Metodologia Editorial
Como organizamos, avaliamos e classificamos a evidência científica sobre peptídeos.
Hierarquia de evidência
Nem todo estudo tem o mesmo peso científico. Adotamos a hierarquia padrão da medicina baseada em evidências:
- Meta-análises e revisões sistemáticas — combinam resultados de múltiplos estudos. Maior nível de evidência.
- Ensaios clínicos randomizados (RCT) — padrão-ouro para testar eficácia em humanos.
- Estudos de coorte — observacionais, mas com longo acompanhamento.
- Estudos caso-controle — observacionais, retrospectivos.
- Estudos animais — sugestivos mas não conclusivos para humanos.
- Estudos in vitro — exploratórios, não devem ser extrapolados para humanos.
Classificação de benefícios
Cada benefício é classificado em três níveis claros:
✓ Comprovado
Existem múltiplos ensaios clínicos randomizados em humanos, ou meta-análises, demonstrando o benefício de forma consistente. Geralmente o composto tem aprovação regulatória para essa indicação.
Exemplo: Semaglutida para perda de peso (estudos STEP, milhares de participantes, aprovação FDA/ANVISA).
◐ Em pesquisa
Existem evidências preliminares (estudos clínicos pequenos, fase 1/2, ou estudos animais robustos) que sugerem o benefício, mas não há confirmação definitiva em humanos.
Exemplo: SS-31 para função mitocondrial em insuficiência cardíaca (estudos de fase 2/3 em andamento).
○ Não comprovado
Alegação popular sem suporte científico adequado, ou apenas com evidência muito fraca (anedótica, in vitro, ou contradita por estudos melhores).
Exemplo:BPC-157 para "curar qualquer lesão" (zero estudos clínicos em humanos publicados).
Status da pesquisa
Indicamos em que fase de desenvolvimento clínico cada composto se encontra:
- Pré-clínico: Apenas estudos in vitro ou animais.
- Fase 1: Primeiro teste em humanos, foco em segurança e dosagem (poucas dezenas de participantes).
- Fase 2: Eficácia inicial em humanos (centenas de participantes).
- Fase 3: Eficácia confirmada em larga escala (milhares de participantes).
- Aprovado: Recebeu aprovação de pelo menos uma agência reguladora (FDA, EMA, ANVISA, etc.).
Internet vs.
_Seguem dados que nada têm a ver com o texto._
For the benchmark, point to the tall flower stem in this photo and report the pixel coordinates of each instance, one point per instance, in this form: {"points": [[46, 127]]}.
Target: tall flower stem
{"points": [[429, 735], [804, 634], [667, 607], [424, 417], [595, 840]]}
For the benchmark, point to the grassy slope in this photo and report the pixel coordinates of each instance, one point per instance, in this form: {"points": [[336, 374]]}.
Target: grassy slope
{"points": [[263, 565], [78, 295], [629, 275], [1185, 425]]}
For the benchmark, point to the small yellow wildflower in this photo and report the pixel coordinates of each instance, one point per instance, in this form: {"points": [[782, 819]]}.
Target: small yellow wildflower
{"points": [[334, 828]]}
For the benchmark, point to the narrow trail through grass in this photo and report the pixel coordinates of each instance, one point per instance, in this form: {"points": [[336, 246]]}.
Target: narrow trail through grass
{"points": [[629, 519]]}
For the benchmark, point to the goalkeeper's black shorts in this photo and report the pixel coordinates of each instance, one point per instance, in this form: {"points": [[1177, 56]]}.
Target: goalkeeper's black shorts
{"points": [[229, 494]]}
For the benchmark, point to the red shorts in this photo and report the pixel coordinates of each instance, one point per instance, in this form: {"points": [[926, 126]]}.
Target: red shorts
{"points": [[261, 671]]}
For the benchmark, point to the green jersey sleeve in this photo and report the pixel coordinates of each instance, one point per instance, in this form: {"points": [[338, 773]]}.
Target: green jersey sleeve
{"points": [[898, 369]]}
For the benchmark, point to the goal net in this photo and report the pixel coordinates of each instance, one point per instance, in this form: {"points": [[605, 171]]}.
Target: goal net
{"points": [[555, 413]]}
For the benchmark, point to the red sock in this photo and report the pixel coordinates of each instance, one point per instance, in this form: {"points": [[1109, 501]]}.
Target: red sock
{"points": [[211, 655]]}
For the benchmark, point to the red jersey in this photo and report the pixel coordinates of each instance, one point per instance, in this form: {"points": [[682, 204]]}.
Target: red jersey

Ciência
Para cada peptídeo popular, identificamos as alegações mais comuns encontradas em redes sociais, fóruns e sites de biohacking. Cada alegação é confrontada com a evidência científica disponível e recebe um veredicto:
- Verdadeiro: A alegação é apoiada por evidência científica sólida.
- Parcial: Há um núcleo de verdade, mas a alegação é exagerada ou descontextualizada.
- Falso: A alegação é contraditada pela evidência ou é fisiologicamente implausível.
- Incerto: Não há evidência suficiente para confirmar ou refutar.
Fontes
Priorizamos as seguintes fontes, em ordem de confiabilidade:
- PubMed — base do NIH com artigos científicos revisados por pares.
- Cochrane Library — meta-análises e revisões sistemáticas.
- FDA, ANVISA, EMA — comunicações oficiais de agências reguladoras.
- ClinicalTrials.gov — registro internacional de ensaios clínicos.
- Periódicos de alto impacto — Nature, Science, NEJM, Lancet, Cell.
Não usamos como fontes primárias: blogs de influenciadores, sites comerciais que vendem peptídeos, fóruns ou posts em redes sociais.
Atualização contínua
A ciência avança. Cada peptídeo do nosso catálogo tem uma data da última atualização. Quando novos estudos significativos são publicados, atualizamos a entrada correspondente. Quando uma nova alegação viraliza na internet, adicionamos à nossa seção de fact-check.
Compromisso com a transparência
Não vendemos peptídeos, nem somos pagos por fabricantes para promover produtos específicos. Nossa monetização futura virá de parcerias com clínicas médicas legítimas (lead generation para profissionais que prescrevem peptídeos sob supervisão médica adequada).